LOS ANGELES—As cloud computing becomes increasingly prevalent, the question for many, if not most, corporate occupiers is not whether to seek out data center space, but how much and where. This leads to what Pat Lynch, managing director for data center solutions at CBRE Group, calls “complex site selection decisions, including whether to lease or own a facility.”
In a new report, CBRE identifies Atlanta, Colorado Springs, Northern Virginia, Portland and Seattle as the five most attractive markets for leasing a data center from the standpoint of cost effectiveness. These five markets scored in terms of project costs; conversely, Boston, Des Moines, Kansas City, Northern Florida and Omaha had the highest total project costs.
Factors to evaluate differ according to whether an occupier seeks to lease or own data center capacity. “For occupiers seeking to preserve capital or lease a data center, the selection process needs to carefully consider the primary cost variables of rent, power and taxes, and recognize the variability that exists from market to market,” Lynch says. “The site selection process for an owned data center will hinge more on the relative costs of power, real and personal property taxes, sales taxes, available incentives and construction costs.”
The CBRE report, written by Jessica Ostermick, director of research and analysis with the firm, analyzed a typical one-megawatt or 1,000-kilowatt data center lease over a seven-year term across 23 key markets in the US. Data center real estate is primarily measured in power utilization instead of square feet, which is a secondary consideration in keeping with the relative importance of power usage over physical space.
Colocation lease rates per kW are heavily driven by both market competitiveness and maturity. Therefore, lease rates in a less mature and competitive market like Des Moines are higher than in a more competitive and mature market such as Silicon Valley.

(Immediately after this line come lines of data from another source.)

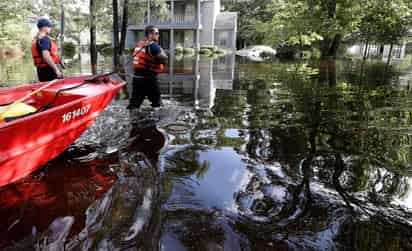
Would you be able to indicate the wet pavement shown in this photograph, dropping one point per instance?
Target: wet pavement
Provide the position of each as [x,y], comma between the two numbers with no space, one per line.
[243,156]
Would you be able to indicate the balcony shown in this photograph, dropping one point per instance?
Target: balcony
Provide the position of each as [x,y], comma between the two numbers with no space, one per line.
[176,15]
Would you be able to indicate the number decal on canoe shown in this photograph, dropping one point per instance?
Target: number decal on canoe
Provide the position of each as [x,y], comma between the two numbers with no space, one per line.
[76,113]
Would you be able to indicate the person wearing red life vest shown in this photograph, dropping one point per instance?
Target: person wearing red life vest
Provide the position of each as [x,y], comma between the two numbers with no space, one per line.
[148,61]
[45,53]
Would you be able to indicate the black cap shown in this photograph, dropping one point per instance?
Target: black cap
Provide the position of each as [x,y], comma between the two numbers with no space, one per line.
[43,22]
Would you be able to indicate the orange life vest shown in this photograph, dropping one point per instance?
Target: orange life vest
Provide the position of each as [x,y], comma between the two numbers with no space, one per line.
[141,60]
[38,59]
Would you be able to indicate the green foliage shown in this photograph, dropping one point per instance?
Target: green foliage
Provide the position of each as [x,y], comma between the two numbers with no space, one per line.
[385,22]
[14,29]
[69,49]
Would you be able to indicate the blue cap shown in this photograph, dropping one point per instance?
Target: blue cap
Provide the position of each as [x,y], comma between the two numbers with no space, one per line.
[43,22]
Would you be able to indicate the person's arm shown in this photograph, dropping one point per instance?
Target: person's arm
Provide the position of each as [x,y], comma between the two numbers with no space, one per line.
[45,46]
[162,57]
[158,53]
[50,62]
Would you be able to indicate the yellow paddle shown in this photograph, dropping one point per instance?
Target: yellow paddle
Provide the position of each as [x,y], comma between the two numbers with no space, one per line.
[5,109]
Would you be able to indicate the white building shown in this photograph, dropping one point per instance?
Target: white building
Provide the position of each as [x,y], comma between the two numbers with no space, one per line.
[188,23]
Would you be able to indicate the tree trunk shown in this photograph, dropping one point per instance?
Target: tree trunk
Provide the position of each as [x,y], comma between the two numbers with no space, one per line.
[115,35]
[389,55]
[123,31]
[329,48]
[93,48]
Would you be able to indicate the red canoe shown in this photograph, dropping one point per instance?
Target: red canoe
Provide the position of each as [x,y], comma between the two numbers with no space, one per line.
[27,143]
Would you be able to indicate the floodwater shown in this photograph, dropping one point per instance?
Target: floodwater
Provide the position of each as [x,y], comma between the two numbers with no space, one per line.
[243,156]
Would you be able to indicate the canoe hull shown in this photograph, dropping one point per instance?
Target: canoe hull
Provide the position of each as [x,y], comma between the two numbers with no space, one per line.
[35,140]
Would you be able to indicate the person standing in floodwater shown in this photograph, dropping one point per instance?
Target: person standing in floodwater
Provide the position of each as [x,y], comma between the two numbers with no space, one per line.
[148,61]
[45,52]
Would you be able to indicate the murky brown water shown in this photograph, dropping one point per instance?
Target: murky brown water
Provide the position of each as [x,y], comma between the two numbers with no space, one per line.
[244,156]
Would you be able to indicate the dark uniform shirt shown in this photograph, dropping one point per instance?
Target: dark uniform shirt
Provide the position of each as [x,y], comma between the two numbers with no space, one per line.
[46,73]
[153,50]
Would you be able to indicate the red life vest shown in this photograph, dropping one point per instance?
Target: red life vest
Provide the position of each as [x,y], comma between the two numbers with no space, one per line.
[141,60]
[38,59]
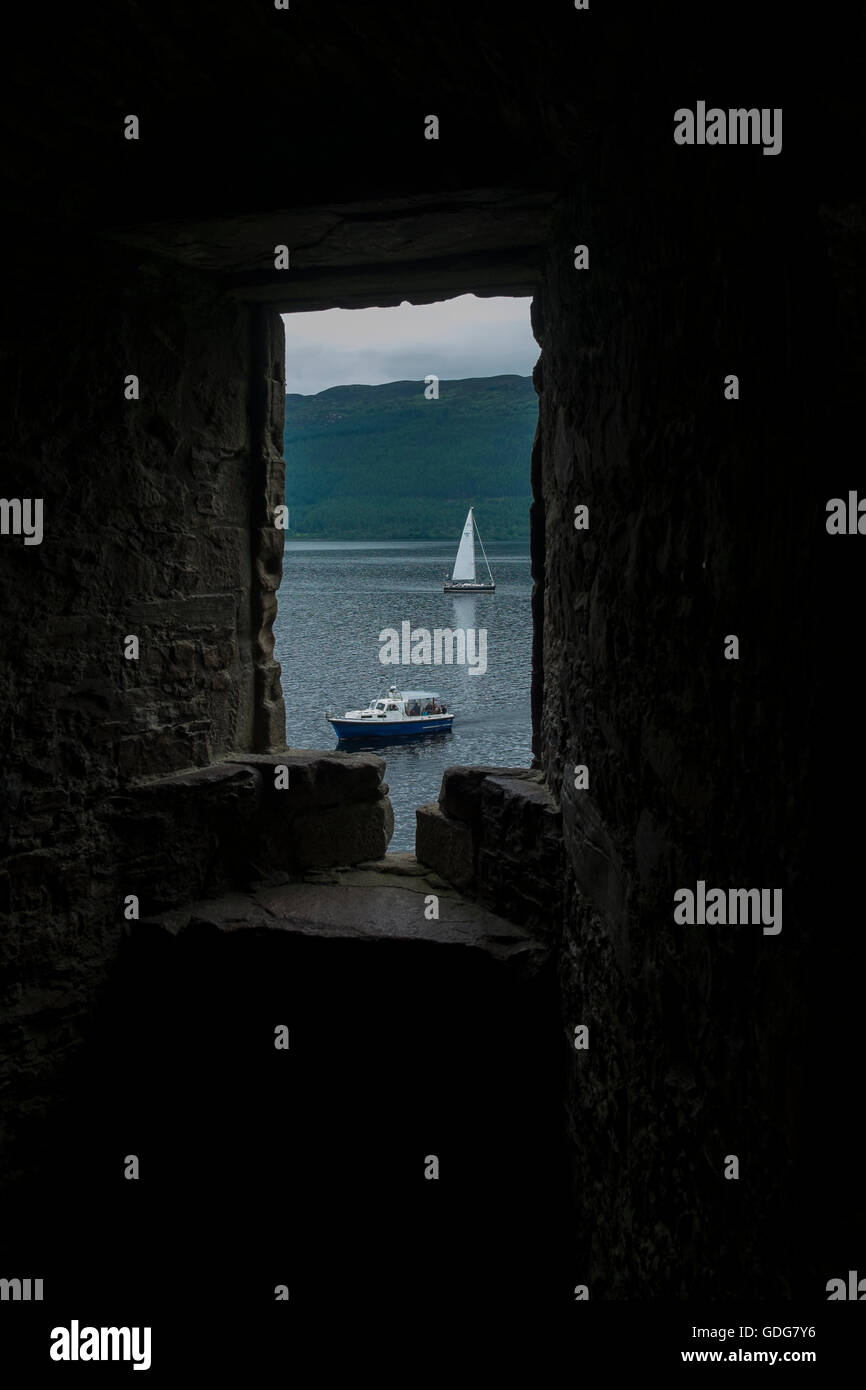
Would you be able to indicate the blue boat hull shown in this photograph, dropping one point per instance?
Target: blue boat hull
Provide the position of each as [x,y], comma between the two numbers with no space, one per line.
[389,729]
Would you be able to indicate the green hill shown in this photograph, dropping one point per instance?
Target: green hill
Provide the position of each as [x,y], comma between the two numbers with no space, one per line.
[385,463]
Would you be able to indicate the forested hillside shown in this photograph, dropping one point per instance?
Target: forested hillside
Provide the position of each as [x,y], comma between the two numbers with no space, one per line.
[385,463]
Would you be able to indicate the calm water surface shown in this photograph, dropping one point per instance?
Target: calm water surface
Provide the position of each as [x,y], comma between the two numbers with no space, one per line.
[335,599]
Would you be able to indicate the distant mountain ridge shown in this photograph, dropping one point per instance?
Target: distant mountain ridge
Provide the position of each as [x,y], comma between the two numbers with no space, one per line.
[385,463]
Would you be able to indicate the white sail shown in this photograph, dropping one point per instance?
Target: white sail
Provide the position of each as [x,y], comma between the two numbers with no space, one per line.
[464,565]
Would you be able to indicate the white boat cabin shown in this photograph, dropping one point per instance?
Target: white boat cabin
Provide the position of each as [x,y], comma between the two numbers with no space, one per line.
[401,706]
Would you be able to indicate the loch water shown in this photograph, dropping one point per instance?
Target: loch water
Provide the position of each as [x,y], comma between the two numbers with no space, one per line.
[334,601]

The average first-year rent among the 23 markets is $158 per kW per month, or $1.9 million per year. The average cost of power among the 23 markets is $0.076 per kW hour, or $798,000 per year. Although the highest rents were typically found in the Central and Eastern regions, several of the Central region's less mature markets offered the greatest potential tax incentive offset.
Incentive savings represented a reduction of greater than 10% in the total rent payment over the life of the lease, or an average of just over $2.0 million in nine markets: Atlanta, Dallas, Houston, Kansas City, Northern Virginia, Omaha, Phoenix, Seattle and St. Louis. No tax incentives were available for leased data centers in nine of the 23 markets, including both California markets and several in the East.
Moreover, incentives in and of themselves do not guarantee success. CBRE's study found that with lease rates 120% to 140% above average, Kansas City, Des Moines and Omaha lagged from a competitive standpoint despite offering healthy inventive packages.
Supply, meanwhile, is growing at a healthy pace. Total inventory in tier one data center markets—Atlanta, Chicago, Dallas/Fort Worth, the New York tri-state region, Northern Virginia, Phoenix and Silicon Valley—reached 1,140.9 MW, a 31.3% increase year over year. Another 107.3 MW is under construction in these markets.